The Specific Ramifications of Defaulting on Your Divorce ProceedingsBy Moskowitz Law Group, LLC |
Consider the prospect of a basketball game, and you’re taking the ball out. You have a particular time limit to do that, and if you go beyond it, it’s considered a foul. You have to give up the ball. There are rules in that kind of game, and make no mistake: the same kind of rules apply when it comes to divorce law. Hence, if you default on your divorce proceedings – with something as simple as missing a deadline – you could lose out on a lot of options, privileges, and rights regarding the divorce.
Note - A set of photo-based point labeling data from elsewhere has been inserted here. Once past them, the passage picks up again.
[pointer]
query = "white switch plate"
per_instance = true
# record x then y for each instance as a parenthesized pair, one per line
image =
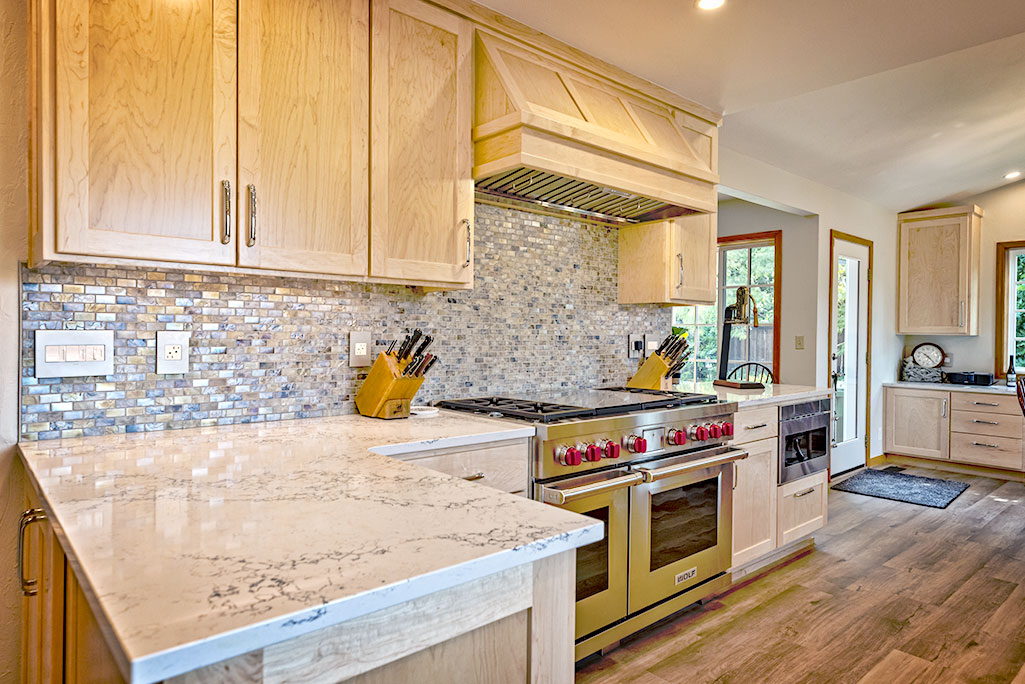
(360, 345)
(172, 352)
Default Judgments & the Presumption of Agreement
Take this case, for example: Clementi vs. Clementi. This is a situation where a wife had petitioned the court for sole ownership of the marital home, a mortgage-free property estimated at a value of $200K. She went through the motions as one should with legal proceedings, following all the rules, consulting with her attorney (most likely) and ensuring all documentation was filed. Here’s where we go south with the story, and problems occur. The husband in the case apparently failed to respond to the divorce complaint, and it resulted in a default judgment. In many cases, a fail to respond could be considered a silent form of consent. If he/she doesn’t say anything, he/she is presumed to be in agreement.
This easily could apply to divorce cases as a whole, but don’t be fooled. The ramifications of defaulting don’t necessarily apply to an entire case, most specifically something regarding claims or requests of property distribution outside the realm of equitable guidelines. In this case, the court didn’t consider the husband’s failure to respond as an outright agreement with what she was asking. The court still held jurisdiction over how to properly distribute ownership and assets between both parties regardless of her request.
In other words, default judgments only apply to that which the court asks for, not any particular party. Keep that in mind when considering certain requests or claims you’d ask a judge to evaluate. As always, consult with your attorney.